Archaeological findings dating back to about 3000 BC suggest that grape harvest and wine consumption in Crete was common since Minoan times. In fact, the oldest wine-press (3500 years old) was found in Vathipetro, Crete, and according to Homer, Cretan wines were already popular throughout the known world in his time. In Roman times, the vinification process was further improved with new tools and methods, and Cretan wines conquered Rome with their extraordinary quality and taste.
From ancient times to our days, grape harvest and vinification in Crete developed greatly with the addition of new production methods, tools and varieties, but one thing remained stable: the great quality and worldwide fame. Crete’s unique climate and geomorphology ensure the growth of healthy vineyards and the production of quality wine. Traditionally, trygos is primarily a family business and usually takes place from mid- August to mid-September, depending on the microclimate of each region. Vineyard owners know from experience and years of observation when is the best time to harvest the grapes, and which grapes are best to be kept for wine-making, which ones are best to be dried out to become raisins, or to consume as table grapes.
Wine-making is always taken seriously, as a year’s harvest is the secret of a good wine, and a source of pride for every viticulturist, especially for professionals. In Crete, almost every family produces its own wine and share it with friends and family throughout the year.
Even the process of trygos is a special event for Cretans, and even though it is a hard labor under the hot summer sun, it is also a collective activity that often goes together with small celebrations and feasts in the vineyard!

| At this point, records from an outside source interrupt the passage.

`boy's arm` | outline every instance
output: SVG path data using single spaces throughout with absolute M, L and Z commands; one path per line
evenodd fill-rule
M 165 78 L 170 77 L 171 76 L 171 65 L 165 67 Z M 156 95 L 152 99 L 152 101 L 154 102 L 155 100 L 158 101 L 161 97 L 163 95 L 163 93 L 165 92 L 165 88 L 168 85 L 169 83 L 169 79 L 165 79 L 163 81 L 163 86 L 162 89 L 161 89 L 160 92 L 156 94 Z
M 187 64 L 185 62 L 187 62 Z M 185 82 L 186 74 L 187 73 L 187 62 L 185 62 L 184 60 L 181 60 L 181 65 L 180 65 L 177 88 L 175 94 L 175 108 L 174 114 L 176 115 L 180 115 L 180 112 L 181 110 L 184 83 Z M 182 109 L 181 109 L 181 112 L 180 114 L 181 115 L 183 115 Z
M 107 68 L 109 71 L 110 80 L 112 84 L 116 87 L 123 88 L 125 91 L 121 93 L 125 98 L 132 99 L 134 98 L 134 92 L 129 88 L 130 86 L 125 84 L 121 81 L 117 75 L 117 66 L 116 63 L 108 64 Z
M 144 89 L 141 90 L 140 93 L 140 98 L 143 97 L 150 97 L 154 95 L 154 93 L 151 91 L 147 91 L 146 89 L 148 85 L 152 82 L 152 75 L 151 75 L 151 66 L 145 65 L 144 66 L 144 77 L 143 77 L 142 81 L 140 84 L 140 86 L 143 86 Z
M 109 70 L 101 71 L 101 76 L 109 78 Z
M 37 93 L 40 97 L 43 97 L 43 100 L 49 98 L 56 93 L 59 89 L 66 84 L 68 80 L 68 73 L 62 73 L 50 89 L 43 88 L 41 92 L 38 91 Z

Trygos typically starts early in the morning to avoid the strong sun and goes on until late afternoon. The grapes are collected into special crates, which are later gathered into one place, accessible from the road, so they can be easily transferred to the wine press. In the past, each family had an outdoor wine press (patitiri) and the pressing process was done by stepping on the grapes frantically to extract their juices, which were then channeled and collected into large barrels. This method was probably used since antiquity and was common until about the 80s in Crete. Today, modern machinery is used in professional wine presses, to ensure certain quality and health standards. The result of trygos, however, remains the same: excellent quality tasty wine, found in local taverns, Cretan houses, the international market and expensive restaurants and wine bars around the world!